The final paragraph in this chapter is one of the most moving in the entire novel. Pip realises that Joe has gone, perhaps out of his life forever. Pip thinks that although Joe would never become a gentleman, there was a “simple dignity” in him. Joe says that if there had been any fault that day then it had been his, Joe feels out of place, a muttering working class fool in the land of kings. Before Pip could go after Joe and say something reassuring to him about how they had acted, Joe was gone. The overall emotive effect of the concluding paragraph of this chapter was sympathy for Joe. You could see that Joe was trying his hardest to fit into a role that he could never play, but it wasn’t working, the other characters realised this but they did nothing, making Joe feel even more of an outsider.
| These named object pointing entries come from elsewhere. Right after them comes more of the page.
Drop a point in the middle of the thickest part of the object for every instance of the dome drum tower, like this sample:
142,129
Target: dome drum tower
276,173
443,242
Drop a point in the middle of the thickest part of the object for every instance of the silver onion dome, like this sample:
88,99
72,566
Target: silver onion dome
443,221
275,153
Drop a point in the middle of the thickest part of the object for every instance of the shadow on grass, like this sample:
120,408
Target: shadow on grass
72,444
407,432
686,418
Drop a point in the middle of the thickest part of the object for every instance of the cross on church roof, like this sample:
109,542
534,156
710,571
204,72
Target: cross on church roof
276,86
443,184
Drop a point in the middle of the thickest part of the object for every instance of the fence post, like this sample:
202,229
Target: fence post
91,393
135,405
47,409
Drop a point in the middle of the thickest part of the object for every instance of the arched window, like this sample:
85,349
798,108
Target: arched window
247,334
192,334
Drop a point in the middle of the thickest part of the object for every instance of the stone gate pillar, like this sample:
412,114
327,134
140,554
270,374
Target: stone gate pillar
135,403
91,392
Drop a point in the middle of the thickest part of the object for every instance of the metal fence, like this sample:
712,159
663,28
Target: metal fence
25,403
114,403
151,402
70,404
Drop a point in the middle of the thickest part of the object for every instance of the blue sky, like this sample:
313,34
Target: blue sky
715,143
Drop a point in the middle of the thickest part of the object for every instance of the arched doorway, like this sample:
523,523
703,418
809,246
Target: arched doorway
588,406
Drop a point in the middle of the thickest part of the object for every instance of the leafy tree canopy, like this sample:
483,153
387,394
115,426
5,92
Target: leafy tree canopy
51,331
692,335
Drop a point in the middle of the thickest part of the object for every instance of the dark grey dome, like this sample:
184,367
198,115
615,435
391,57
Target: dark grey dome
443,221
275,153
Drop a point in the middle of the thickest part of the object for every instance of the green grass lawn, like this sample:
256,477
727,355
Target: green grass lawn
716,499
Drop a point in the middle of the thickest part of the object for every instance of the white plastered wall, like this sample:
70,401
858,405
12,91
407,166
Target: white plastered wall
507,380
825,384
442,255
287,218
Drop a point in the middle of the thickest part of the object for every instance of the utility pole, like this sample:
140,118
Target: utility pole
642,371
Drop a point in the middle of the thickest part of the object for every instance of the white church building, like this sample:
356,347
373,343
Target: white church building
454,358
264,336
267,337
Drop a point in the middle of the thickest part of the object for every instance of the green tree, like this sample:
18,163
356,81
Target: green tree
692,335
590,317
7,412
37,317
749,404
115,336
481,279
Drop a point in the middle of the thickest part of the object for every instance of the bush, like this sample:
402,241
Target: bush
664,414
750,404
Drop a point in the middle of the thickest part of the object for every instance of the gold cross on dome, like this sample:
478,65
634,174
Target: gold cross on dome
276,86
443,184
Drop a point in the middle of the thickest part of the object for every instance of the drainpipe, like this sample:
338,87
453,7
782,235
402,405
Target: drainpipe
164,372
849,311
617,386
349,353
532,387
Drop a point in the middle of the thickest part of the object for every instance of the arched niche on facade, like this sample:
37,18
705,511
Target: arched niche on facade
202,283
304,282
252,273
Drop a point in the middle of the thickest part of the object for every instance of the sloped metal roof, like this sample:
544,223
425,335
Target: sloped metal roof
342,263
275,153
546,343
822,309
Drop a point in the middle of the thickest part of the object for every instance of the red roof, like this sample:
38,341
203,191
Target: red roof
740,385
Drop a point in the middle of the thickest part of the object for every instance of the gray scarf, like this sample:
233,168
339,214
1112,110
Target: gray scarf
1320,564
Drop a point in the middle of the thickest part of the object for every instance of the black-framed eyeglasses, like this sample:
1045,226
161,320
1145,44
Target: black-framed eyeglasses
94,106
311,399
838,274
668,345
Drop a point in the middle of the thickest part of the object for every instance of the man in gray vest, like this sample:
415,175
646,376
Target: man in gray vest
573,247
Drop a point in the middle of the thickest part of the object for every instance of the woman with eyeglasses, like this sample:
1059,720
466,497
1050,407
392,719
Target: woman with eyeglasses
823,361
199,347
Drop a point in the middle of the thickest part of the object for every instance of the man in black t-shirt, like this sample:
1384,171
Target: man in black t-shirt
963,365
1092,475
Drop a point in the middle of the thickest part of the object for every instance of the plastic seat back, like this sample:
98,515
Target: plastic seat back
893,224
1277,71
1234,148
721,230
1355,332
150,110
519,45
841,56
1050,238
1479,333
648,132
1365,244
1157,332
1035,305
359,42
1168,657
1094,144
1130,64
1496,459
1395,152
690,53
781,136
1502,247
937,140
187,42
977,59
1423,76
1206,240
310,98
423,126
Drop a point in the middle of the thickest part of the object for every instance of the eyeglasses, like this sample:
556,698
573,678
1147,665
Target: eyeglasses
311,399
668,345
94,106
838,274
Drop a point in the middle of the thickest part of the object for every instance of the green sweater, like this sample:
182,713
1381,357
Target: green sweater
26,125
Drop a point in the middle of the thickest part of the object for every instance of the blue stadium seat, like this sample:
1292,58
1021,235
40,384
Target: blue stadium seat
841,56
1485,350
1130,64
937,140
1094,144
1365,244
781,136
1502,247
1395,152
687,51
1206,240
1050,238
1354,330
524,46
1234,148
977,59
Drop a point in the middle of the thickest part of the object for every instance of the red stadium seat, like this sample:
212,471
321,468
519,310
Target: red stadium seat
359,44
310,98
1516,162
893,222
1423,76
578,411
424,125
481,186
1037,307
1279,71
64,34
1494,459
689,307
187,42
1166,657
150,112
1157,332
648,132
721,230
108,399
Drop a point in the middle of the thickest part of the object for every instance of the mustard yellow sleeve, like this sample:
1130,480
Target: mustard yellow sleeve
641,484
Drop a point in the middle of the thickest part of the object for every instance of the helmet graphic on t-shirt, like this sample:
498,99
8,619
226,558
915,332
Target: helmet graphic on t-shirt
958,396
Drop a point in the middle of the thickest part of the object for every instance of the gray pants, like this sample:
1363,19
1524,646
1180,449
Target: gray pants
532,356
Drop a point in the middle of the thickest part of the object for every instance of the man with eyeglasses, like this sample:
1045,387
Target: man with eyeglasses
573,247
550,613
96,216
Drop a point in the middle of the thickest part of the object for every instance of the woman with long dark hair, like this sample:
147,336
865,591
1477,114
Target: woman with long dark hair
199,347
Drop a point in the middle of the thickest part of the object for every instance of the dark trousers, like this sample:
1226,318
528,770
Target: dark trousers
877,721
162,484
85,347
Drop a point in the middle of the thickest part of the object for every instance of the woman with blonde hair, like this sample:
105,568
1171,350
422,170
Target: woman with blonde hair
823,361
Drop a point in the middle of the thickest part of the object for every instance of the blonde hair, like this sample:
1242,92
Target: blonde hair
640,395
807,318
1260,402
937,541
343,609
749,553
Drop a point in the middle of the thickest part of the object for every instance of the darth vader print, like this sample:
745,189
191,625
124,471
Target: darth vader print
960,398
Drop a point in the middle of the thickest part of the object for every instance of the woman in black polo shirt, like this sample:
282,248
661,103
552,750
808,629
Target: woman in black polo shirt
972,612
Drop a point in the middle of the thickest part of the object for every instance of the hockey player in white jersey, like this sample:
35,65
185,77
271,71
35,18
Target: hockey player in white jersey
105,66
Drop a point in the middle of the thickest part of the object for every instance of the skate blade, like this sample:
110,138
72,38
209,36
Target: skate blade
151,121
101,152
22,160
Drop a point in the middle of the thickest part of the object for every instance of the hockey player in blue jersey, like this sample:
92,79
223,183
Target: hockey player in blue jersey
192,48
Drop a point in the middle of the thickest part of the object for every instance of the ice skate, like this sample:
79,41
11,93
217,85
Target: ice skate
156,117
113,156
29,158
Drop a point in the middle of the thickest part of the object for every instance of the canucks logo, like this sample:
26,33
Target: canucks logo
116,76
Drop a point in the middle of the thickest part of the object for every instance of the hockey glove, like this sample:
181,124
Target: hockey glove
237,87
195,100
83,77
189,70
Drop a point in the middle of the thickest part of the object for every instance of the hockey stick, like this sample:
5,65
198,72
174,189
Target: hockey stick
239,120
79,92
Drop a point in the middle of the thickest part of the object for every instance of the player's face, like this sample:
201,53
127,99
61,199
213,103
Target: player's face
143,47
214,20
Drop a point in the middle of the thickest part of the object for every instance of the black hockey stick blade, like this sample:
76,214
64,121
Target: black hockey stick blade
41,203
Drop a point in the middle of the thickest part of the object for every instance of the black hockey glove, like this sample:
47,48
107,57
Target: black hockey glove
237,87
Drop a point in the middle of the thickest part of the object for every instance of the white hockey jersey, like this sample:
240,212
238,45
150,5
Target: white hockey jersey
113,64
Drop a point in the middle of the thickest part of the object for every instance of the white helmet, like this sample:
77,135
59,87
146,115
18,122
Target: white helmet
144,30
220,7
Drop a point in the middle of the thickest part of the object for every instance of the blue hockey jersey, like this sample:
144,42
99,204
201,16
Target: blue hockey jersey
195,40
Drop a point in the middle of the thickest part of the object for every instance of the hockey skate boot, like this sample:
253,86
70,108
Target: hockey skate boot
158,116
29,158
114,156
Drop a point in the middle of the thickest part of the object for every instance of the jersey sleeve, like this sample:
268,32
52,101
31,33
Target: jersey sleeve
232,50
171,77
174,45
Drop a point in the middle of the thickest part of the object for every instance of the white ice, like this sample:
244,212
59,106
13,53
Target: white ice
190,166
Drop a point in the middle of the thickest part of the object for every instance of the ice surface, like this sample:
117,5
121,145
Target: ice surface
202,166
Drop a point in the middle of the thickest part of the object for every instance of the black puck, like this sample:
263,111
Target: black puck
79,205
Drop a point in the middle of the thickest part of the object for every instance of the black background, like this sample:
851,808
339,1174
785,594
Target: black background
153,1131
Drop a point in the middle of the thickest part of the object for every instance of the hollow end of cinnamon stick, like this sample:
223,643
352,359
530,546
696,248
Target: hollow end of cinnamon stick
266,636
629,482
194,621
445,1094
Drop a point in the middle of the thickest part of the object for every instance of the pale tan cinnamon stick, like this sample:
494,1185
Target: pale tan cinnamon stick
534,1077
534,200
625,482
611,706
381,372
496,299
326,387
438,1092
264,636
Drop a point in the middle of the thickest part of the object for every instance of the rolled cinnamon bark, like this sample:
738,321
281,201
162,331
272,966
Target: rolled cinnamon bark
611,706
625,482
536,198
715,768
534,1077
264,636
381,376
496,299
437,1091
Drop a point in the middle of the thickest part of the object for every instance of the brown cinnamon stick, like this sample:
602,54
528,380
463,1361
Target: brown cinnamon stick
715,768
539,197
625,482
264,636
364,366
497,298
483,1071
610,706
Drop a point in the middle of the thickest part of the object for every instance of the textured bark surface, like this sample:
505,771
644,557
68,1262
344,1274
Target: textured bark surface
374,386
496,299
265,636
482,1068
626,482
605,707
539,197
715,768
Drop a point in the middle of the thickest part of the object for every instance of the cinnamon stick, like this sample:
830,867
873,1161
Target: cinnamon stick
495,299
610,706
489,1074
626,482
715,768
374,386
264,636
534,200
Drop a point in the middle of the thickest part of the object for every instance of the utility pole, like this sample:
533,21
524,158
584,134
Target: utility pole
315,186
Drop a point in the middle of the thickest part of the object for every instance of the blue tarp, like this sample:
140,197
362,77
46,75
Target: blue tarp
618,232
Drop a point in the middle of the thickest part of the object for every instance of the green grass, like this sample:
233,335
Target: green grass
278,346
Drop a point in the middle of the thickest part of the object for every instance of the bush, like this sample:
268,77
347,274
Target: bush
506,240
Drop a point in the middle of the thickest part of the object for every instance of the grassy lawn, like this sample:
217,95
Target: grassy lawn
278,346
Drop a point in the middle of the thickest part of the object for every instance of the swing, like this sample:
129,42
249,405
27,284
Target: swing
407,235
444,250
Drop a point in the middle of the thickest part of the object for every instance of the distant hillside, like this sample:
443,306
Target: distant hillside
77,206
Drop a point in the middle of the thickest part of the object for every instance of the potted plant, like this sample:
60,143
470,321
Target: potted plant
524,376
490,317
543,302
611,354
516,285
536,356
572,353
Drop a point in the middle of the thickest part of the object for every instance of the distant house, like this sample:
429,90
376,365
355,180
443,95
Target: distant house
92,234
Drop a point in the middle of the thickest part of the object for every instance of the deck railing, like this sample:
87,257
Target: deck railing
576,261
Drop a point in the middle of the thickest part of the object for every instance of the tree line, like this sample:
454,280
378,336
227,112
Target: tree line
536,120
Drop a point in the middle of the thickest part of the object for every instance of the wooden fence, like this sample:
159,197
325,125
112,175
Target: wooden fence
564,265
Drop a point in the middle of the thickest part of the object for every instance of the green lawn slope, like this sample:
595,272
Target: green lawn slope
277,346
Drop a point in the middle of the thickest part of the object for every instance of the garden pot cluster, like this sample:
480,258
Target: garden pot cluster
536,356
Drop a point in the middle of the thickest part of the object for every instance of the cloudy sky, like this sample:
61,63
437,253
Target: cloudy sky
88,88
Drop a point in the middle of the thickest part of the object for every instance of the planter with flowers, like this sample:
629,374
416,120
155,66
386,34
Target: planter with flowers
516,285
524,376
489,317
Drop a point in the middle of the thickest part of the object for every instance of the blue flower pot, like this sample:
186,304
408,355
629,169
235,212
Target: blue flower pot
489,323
Dickens expressed the division that was now between the two characters, the working class Joe and the high social class gentleman Pip were in two completely separate worlds. Dickens showed that Pip was acting similarly to the way that Miss Havisham and Estella had acted to him, he remembers how much he detested it and was sorry for treating Joe so badly.
The language that Dickens used throughout this novel gives depth to the characters. The non-standard English used for Joe’s speech shows that he is of a lower class than the Queens English-speaking Miss Havisham, Estella and Pip. Joe says such things as;
“Which you have that growed, and that swelled, and that gentlefolked…”
While other higher class character use standard English in their speech;
“Yes, but it is meant more than it is said. It meant, when it was given,
that whoever had this house could want nothing else.”
Dickens often got his own view across in his writing with parts of his sentences hyphenated. Complex sentences gave his point. In this sentence he says that children who die at birth die “exceedingly early” in the struggle for their place on earth. Children in the Victorian era often died of complications at birth or childhood maladies. Many children in his own family had died at birth, although none of his children did.
“…little brothers of mine – who gave up trying to get a living, exceedingly early in that universal struggle – I am indebted for…”
Throughout the novel Dickens reflects social class and the differences between the rich and poor in the Victorian era. The author used his knowledge of the time and his life experiences to write his novels. Some parts of the story were from his heart, all his thoughts and feelings went into giving the reader an insight to the problems of the society at that time and what all people had to face. I think he hoped that by writing about how characters of two different social status interacted that he would perhaps change the views of people to be more accepting to others.
Personally, I like this novel. I think that the way it is written gives the reader a real insight to the Victorian social awareness and how people lived by strict rules. There are some really emotional parts of this story that even today people can relate too; the different type of people that there are all over the world and people’s views of them, and how wrong they actually are. I think people could learn from the lessons in this novel and the insight it gives into social standing.